Boombox to Bluetooth
Updated: Jan 10, 2019
When I started teaching music to kids twenty years ago, my only piece of technology was a boombox to play music. It was a big resource for me because I could play listening games with the students, analyze instrumentation and do dance games. Its hard to imagine that there was music class before iTunes and easy access to the internet, when a music teacher looking for new music would have to pour through CD bins at Tower Records and spend a fortune trying to find new material.
Well, this old dog has learned many new tricks over the last twenty years, and integrating technology into my classroom has been one of them. With the new ISTE standards, the effort to make every class a technology literacy class, is codified. One of the most accessible and easy ways to satisfy an ISTE standard is by having your music students compose their own melodies on Noteflight.com It is free and relatively simple to use, and satisfies ISTE standard 1d: Empowered Learner. On noteflight, your students can create songs with lyrics about a topic in music class, or one they are studying in another class, satisfying another ISTE standard 6b: Creative Communicator. Another great resource for the music classroom is garage band, where students can compose full arrangements with instrumentation, perhaps as the score for a music video they create as a research project on a historical piece of music, or to prove proficiency with a musical concept. This would satisfy ISTE standard 6a and 6c, as well as the Universal Design for Learning. Here is an article about many more ways to use garage band in the music and choir classroom:
The ISTE standards themselves are the subject of this amazing music video by Flocabulary, an educators group who create rap music videos about everything from science to literacy to anti-bullying, enjoy!
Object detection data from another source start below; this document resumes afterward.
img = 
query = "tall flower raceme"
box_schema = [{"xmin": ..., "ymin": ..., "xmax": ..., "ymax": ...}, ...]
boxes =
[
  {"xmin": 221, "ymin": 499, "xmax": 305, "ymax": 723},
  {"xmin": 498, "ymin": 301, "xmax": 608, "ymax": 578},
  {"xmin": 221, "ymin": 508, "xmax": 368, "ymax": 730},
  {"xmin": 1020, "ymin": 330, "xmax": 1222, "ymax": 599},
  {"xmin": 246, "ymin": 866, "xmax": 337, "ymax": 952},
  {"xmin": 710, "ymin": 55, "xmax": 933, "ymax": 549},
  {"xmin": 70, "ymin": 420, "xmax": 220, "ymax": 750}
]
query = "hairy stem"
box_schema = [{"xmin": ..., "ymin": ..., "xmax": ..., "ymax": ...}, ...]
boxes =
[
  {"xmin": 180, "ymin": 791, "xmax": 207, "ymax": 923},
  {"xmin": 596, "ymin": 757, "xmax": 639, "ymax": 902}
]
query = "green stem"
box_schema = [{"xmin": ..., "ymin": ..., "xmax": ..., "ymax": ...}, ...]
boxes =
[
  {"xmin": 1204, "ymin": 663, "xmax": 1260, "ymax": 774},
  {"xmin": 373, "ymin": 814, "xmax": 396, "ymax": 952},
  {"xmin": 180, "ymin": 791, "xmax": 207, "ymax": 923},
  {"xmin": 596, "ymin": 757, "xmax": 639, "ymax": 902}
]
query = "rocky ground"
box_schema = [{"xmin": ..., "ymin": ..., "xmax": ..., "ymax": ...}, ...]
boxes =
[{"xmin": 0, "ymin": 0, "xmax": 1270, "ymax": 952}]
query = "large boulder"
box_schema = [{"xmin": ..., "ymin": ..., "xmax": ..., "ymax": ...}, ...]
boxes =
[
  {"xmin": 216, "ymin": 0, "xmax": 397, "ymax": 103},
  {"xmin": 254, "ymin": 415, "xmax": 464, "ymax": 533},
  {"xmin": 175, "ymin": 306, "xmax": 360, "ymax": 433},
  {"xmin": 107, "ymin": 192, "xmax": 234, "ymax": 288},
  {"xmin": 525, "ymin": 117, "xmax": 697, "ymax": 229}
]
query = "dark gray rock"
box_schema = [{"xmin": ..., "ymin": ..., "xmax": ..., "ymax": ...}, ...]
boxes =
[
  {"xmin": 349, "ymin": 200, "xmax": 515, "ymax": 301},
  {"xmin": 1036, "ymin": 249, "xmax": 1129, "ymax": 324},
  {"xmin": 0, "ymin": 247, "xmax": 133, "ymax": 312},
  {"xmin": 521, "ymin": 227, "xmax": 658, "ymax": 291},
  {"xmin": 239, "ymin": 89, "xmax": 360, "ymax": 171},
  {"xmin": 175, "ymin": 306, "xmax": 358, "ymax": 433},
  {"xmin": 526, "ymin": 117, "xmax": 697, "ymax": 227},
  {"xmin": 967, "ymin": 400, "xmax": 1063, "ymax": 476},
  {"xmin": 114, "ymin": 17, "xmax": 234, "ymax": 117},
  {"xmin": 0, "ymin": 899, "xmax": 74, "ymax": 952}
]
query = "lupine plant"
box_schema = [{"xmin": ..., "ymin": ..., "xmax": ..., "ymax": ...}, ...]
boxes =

And finally, as astounding as all of the music technology that has been created in the last twenty years is, (for example, this piece of technology is called BrickTable and is a surface that can take any two-dimensional pieces of information such as maps or weather data, and turn them into music: https://www.youtube.com/watch?v=45p_TPtQjR0&t=32s) and as accessible technology has made music creation, there will never be a better feeling than banging on a drum, strumming a guitar with all your passion, or belting out your swan song into the mic. So music teachers don't ever need to worry that technology is making them obsolete. To the contrary, if we embrace it and keep up, the technology-literate music classroom can be the most relevant classroom in the school!